As the National Park Service prepares to close most of the roads in Yellowstone National Park for the winter season, the new Yellowstone River Bridge is reaching a crucial milestone.
Steel beams are being installed across the 1,285-foot expanse. That brings the project closer to its November 2026 target, but traffic will cross the bridge before that.
“All the steel girders are on site,” Daniel Rhodes, a landscape architect with Facility Management and Operations in Yellowstone, said in an interview with Cowboy State Daily. “Weather permitting, we hope to have them all set right before Thanksgiving.”
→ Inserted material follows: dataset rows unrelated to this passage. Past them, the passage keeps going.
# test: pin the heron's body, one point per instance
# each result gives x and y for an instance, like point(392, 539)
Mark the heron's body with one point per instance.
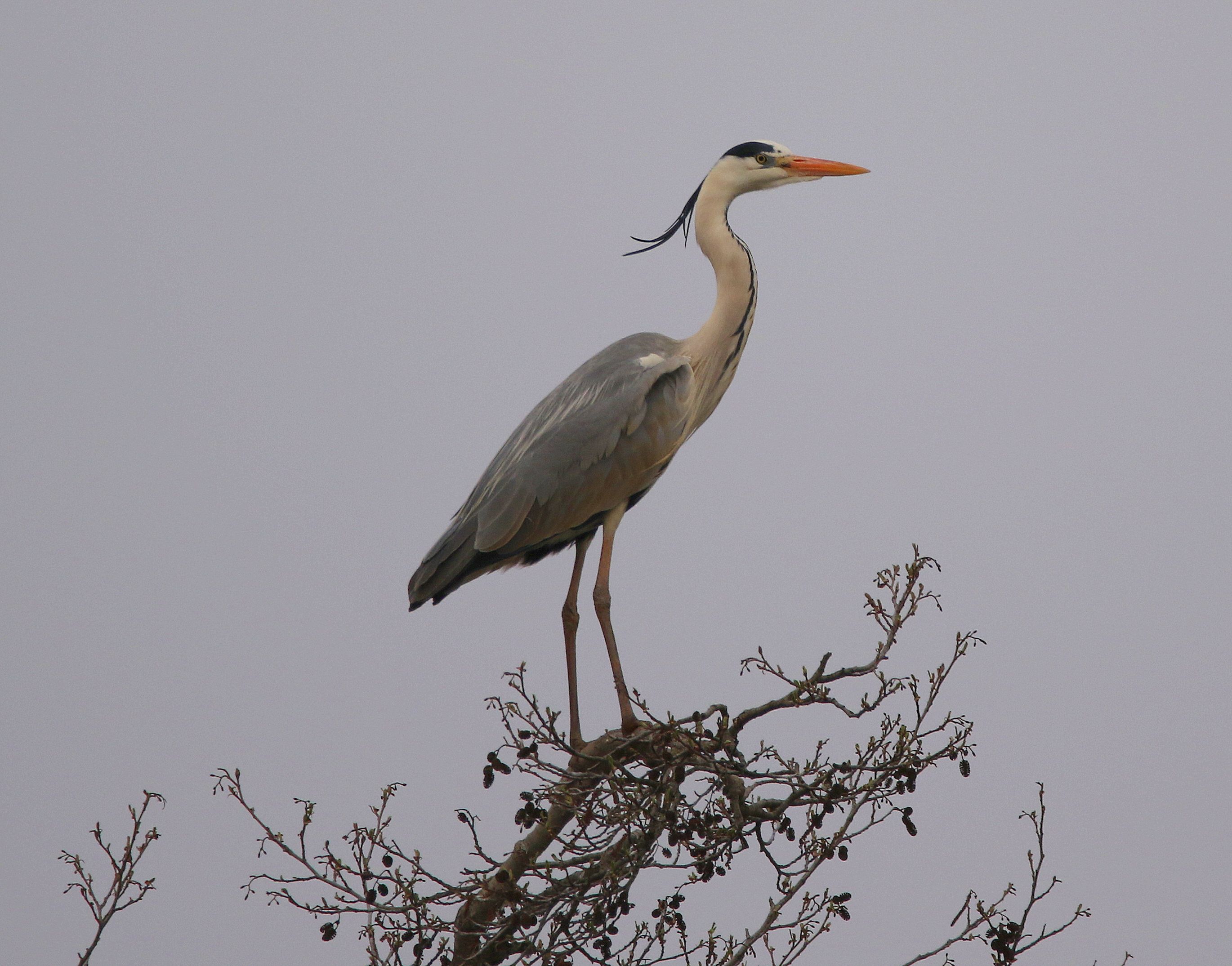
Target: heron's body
point(604, 436)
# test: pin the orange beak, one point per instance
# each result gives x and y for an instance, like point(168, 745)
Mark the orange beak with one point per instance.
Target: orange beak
point(820, 168)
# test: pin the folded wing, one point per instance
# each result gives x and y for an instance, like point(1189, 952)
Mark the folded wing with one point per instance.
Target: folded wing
point(602, 436)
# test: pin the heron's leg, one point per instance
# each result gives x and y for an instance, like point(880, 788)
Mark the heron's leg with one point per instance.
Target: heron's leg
point(570, 618)
point(604, 609)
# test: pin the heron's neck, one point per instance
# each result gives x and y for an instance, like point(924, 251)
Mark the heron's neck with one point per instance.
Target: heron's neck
point(716, 348)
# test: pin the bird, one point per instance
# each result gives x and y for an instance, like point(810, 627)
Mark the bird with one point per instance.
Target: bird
point(595, 445)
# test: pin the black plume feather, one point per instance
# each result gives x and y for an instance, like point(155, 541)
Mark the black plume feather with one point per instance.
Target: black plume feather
point(682, 222)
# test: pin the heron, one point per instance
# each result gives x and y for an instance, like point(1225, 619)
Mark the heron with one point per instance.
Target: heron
point(595, 445)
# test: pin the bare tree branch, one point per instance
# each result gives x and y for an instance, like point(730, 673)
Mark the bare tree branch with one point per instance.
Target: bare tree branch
point(647, 819)
point(124, 889)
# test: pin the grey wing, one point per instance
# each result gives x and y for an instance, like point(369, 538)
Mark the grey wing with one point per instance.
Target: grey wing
point(603, 435)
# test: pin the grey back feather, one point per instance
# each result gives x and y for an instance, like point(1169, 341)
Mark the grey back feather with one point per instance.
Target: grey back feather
point(595, 440)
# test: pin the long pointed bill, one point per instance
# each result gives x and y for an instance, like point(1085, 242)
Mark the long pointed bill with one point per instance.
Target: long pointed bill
point(820, 168)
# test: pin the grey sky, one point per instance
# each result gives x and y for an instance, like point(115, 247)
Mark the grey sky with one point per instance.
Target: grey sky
point(280, 279)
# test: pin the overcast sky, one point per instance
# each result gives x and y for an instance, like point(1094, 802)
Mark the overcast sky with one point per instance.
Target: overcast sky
point(280, 278)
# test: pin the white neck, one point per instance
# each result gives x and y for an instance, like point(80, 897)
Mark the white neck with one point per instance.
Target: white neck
point(716, 348)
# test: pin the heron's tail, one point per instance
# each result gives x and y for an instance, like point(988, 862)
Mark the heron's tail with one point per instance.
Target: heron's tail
point(449, 565)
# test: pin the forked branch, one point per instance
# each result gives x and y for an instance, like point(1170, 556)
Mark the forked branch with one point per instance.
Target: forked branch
point(124, 889)
point(616, 836)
The existing bridge is 604 feet-long, while the new bridge is 1,285 feet-long and sits 180 feet above the river.
Making the new bridge taller was an easier, safer and less intrusive option for the road corridor, according to Rhodes.
“The pillars allow the bridge deck to be up to the top of the Yellowstone River Canyon,” Rhodes said. “This minimized the excavation we had to do on each side of the bridge. The old bridge drops down the steep grade on both approaches. The new design was done to keep the grades level.”
The Yellowstone River Bridge project is one of the most expensive construction projects in Yellowstone’s history with a price tag of $118 million.
Funding will be available thanks to the passage of the Great American Outdoors Act. The act allocates funding to address the maintenance backlog in national parks.